If no text is selected when you click Highlight, nothing happens — the action silently skips.
Screenshot action
Click Screenshot (or press 5) to capture the currently visible area of the tab. The screenshot uses Chrome's captureVisibleTab API, which captures what's visible in the viewport at the time — full-width, full resolution.
The captured PNG opens in a new tab, where you can:
- Right-click → Save image as… to download it
- Right-click → Copy image to copy it to the clipboard
- Use the browser's address bar to share the data URL (note: data URLs are local, not shareable)
The screenshot doesn't include the browser chrome, tabs, or Pinodock overlay — only the page content.
Reader Mode
Click Reader Mode to strip the current page of navigation bars, sidebars, ads, and cookie banners. The cleaned article text renders in a minimal reading view with a comfortable line width and font size.
Reader Mode works best on news articles, blog posts, and documentation pages. It's less useful on web apps, dashboards, or pages that are entirely navigation.
Click Reader Mode again (or press Escape in the palette and re-open it) to toggle back to the original page layout.
Copy URL and Copy Markdown
Copy URL is the fastest way to share a page — one keyboard shortcut, no mouse. ⌘Shift+P then 1.
Copy Markdown is the developer and writer's shortcut. It produces [Page Title](https://example.com/article) — paste it directly into Notion, Obsidian, GitHub PRs, Slack messages, or any other Markdown surface. No manual copying of URL and title separately.
All 60+ commands with /help
Type /help in either the new tab launcher or the on-page palette to see all available commands.

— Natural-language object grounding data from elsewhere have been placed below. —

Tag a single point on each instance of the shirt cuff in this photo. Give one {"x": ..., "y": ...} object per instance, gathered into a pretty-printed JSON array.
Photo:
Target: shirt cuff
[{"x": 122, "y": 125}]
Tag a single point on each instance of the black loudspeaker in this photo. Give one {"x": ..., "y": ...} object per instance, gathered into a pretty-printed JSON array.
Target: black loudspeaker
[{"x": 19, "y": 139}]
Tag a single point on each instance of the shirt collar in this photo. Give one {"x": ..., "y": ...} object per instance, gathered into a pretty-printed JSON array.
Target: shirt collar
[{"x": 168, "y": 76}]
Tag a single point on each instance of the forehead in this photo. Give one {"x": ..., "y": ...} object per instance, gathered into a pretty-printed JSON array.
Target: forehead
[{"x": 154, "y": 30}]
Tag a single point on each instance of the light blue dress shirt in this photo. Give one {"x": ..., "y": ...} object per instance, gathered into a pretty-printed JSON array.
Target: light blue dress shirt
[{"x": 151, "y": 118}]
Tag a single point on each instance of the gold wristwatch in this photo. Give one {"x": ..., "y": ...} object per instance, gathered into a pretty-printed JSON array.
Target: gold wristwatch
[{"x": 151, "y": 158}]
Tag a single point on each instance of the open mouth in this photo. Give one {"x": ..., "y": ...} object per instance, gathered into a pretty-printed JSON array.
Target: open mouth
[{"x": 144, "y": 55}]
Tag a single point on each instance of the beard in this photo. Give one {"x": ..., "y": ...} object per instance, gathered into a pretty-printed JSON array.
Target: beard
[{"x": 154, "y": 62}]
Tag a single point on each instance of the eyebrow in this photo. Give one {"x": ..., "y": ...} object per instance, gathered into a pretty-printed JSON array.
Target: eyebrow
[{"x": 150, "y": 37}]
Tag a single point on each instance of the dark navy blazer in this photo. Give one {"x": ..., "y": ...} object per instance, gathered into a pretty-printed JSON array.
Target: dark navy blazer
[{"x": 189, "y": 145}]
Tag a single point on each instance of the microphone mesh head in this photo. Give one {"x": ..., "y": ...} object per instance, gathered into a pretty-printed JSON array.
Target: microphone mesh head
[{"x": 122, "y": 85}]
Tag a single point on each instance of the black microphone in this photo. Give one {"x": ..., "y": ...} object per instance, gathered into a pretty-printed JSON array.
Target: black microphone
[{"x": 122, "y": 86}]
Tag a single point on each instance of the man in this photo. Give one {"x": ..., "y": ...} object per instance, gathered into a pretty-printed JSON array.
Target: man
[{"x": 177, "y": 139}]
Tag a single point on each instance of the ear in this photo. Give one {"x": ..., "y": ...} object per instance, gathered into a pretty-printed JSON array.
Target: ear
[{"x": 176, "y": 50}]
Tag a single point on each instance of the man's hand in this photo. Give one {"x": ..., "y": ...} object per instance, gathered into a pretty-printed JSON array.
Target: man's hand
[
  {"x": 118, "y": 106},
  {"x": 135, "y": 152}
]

Commands are grouped by category:
| Category | Sample commands |
|---|---|
| Navigation | /tab, /bm, /dl, /rl |
| Create | /todo, /note, /snip, /save |
| Tools | /uuid, /color, /jwt, /qr, /hash |
| Markdown | /mdpad, /tomd, /csvtable, /json2md |
| AI | /ask, /ai, /rag, /skills |
| Search | > (open tabs), // (history), = (calculator) |
| Units | 5 kg to lbs, 100f to c, $50 to EUR |
| Date math | tomorrow, +7d, next monday |
Click any command in the /help list to insert it directly into the search input. Commands with parameters (like /translate {text} to {language}) are inserted with the cursor positioned after the command prefix, ready for you to type the argument.
/ in the launcher and stop — you'll see the command suggestions dropdown, ranked by how often you use each command. This is faster than opening /help when you know the command exists but can't remember the exact prefix.
The palette is the fastest path to most Pinodock features. Muscle memory for three or four commands — /todo to add a task, /clip to search clipboard, ⌘Shift+P + 1 to copy the URL — turns the extension from a dashboard into a genuine productivity layer on top of the browser.